Just about every cotton-pickin' cliche gets a thorough workout in this six-hour you-all yawner adapted by Jacques Meunier, directed by Virgil Vogel and Harry Falk. The 45 years, from 1827 through 1872, are condensed into six long hours in which the viewer must keep track of the family saga of the Kendricks, the Davises, the Corleys, and all their husbands, wives, various-hued children, miscegenations, misanthropies, and philanthropies . . . all the while people keep mouthing dialogue like "Someday you gonna be the massa, boy, and I want you to start acting like the massa now," and "Missee, you gotta start trainin' up for to be a lady."

And those, folks, are the good lines.

"Beulah Land" was tastefully miscast with a coven of fine actors, all managing to give their worst performances ever, all struggling with a variety of Southern accents seemingly right out of the Yugoslav Actors' Studio.

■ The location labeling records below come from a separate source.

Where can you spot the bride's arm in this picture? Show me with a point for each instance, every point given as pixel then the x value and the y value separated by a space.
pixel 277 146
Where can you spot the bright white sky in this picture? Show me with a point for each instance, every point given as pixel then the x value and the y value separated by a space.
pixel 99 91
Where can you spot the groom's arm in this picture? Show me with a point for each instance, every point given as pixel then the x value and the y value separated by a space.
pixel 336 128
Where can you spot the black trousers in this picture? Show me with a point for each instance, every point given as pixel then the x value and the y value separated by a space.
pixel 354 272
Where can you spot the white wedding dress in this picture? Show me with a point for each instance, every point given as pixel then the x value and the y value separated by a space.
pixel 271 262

The end of the civil War is signaled by the mass dropping of Southern accents by most members of the relieved troupe, among whom are numbered Lesley Ann Warren, Meredith Baxter Birney, Michael Sarrazin, Eddie Albert, Paul Rudd, Hope Lange, Dorian Harewood, Clarice Taylor, and innumerable others who should have known better.

All actors, black and white, take their roles seriously, and it is an intense six hours. That's one of the miniseries' main problems -- it treats what should have been a harmlessly assinine lark as if it were the Emancepation Proclamation.

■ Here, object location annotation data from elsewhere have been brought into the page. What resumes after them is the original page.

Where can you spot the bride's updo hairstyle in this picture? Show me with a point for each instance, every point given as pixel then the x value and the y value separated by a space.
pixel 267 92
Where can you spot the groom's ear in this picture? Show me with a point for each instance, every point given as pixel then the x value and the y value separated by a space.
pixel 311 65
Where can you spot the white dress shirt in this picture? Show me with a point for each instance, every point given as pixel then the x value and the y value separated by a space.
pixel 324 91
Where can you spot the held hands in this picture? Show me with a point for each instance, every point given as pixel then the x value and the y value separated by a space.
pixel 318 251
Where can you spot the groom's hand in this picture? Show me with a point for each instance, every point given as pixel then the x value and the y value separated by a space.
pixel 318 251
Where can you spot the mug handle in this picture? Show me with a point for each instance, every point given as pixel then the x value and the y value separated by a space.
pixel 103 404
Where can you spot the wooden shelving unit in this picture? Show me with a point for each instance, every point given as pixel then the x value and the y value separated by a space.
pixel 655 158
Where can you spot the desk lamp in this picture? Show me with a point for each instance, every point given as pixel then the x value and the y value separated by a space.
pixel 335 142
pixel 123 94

although supposedly occuring in Georgia, the film was shot on location in Mississippi. But who's complaining -- at least there are gorgeous antebellum plantations and real cotton fields to distract you . . . when th dialogue doesn't get in your line of view.

In an obvious gesture to protesting black groups, not all of the good guys are white -- many of the blacks are good guys, too. In fact mostm of them are, and perhaps a White Anti-Defamation League will also be formed before this airs to protect the reputations of reasonable Southern whites from cheap exploitation , too. but most of the blacks tend to be loyal to the "massas," almost ready to give up their newfound freedom to keep the li'l ol' plantation in Missee's delicate hands.

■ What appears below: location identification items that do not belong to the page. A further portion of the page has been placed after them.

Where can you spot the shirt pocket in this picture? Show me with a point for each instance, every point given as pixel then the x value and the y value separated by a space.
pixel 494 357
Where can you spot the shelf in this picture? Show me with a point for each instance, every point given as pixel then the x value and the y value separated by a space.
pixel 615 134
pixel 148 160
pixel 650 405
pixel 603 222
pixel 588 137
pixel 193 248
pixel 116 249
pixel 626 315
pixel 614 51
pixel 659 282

Most objectionable is the simplistic view that white liberals and their Northern white friends, together with well-educated blacks, can made a new South.

The trouble with "Beulah Land" is that it doesn't "know its place." Perhaps it was barely passable as a good old-fashioned summer print "read" about 10 years ago. But as an electronic mass entertainment (chances are it will be viewed by more than 50 million people) liable to insult or mislead Americans of all colors, it quite simply has no place in the television of the 1980s.